Ainsi peut-on en déduire que, pour renverser la présomption d’appréhension des revenus réputés distribués par le seul maitre de l’affaire, il est nécessaire de prouver non seulement que le contribuable n’a pas disposé effectivement des sommes, mais qu’en plus, il n’en avait pas la libre disposition. Les possibilités de renverser la présomption se durcissent à tel point que l’on pourrait parler de présomption absolue.

Aussi, bien que le Conseil d’État a déjà eu l’occasion de rendre plusieurs décisions sur la notion de maître de l’affaire : 

- CE 8° ss., 3 juin 2015, n° 370699, inédit au recueil Lebon (N° Lexbase : A1995NK4) ;

- CE 3° et 8° ch.-r., 13 juin 2016, n° 391240, mentionné aux tables du recueil Lebon (N° Lexbase : A7768RSI) ;

À lire, V. Daumas, Sur la notion jurisprudentielle de maître de l'affaire, Conclusions, Lexbase Fiscal, juillet 2016, n° 665 (N° Lexbase : N3976BW8)
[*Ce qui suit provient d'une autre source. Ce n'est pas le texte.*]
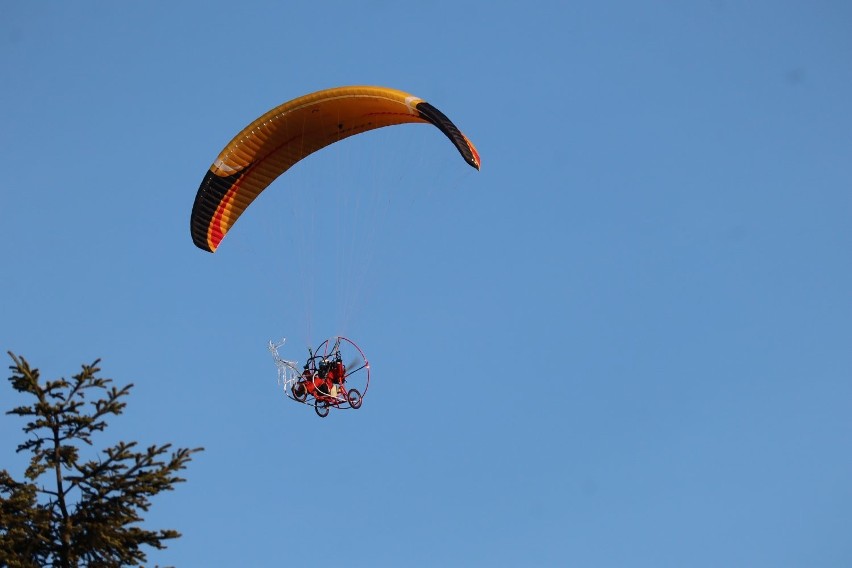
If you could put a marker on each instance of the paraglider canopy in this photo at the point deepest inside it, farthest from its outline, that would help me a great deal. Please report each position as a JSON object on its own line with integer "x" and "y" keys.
{"x": 270, "y": 145}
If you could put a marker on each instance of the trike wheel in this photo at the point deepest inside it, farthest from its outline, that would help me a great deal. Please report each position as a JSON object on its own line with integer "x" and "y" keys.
{"x": 354, "y": 398}
{"x": 300, "y": 392}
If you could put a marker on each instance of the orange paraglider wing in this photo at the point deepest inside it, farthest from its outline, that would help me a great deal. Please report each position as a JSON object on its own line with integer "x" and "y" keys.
{"x": 270, "y": 145}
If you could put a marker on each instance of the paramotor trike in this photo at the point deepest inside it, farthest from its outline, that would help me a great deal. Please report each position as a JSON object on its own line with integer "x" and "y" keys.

- CE 8° et 3° ch.-r., 14 septembre 2016, n° 400882, inédit au recueil Lebon (N° Lexbase : A9148RZT) ;

À lire, J. Bellaiche, Ambigüités à propos de la présomption pesant sur le maître de l'affaire, Lexbase Fiscal, septembre 2016, n° 670 (N° Lexbase : N4504BWQ).

- CE Plén. 22 février 2017, n° 388887, publié au recueil Lebon N° Lexbase : A8444TN3), il a toujours refusé de transmettre des QPC portant sur la constitutionnalité de la présomption.

À lire, V. Daumas, Sur la notion jurisprudentielle de maître de l'affaire, Conclusions, Lexbase Fiscal, mars 2017 ; n° 693 (N° Lexbase : N7398BWW).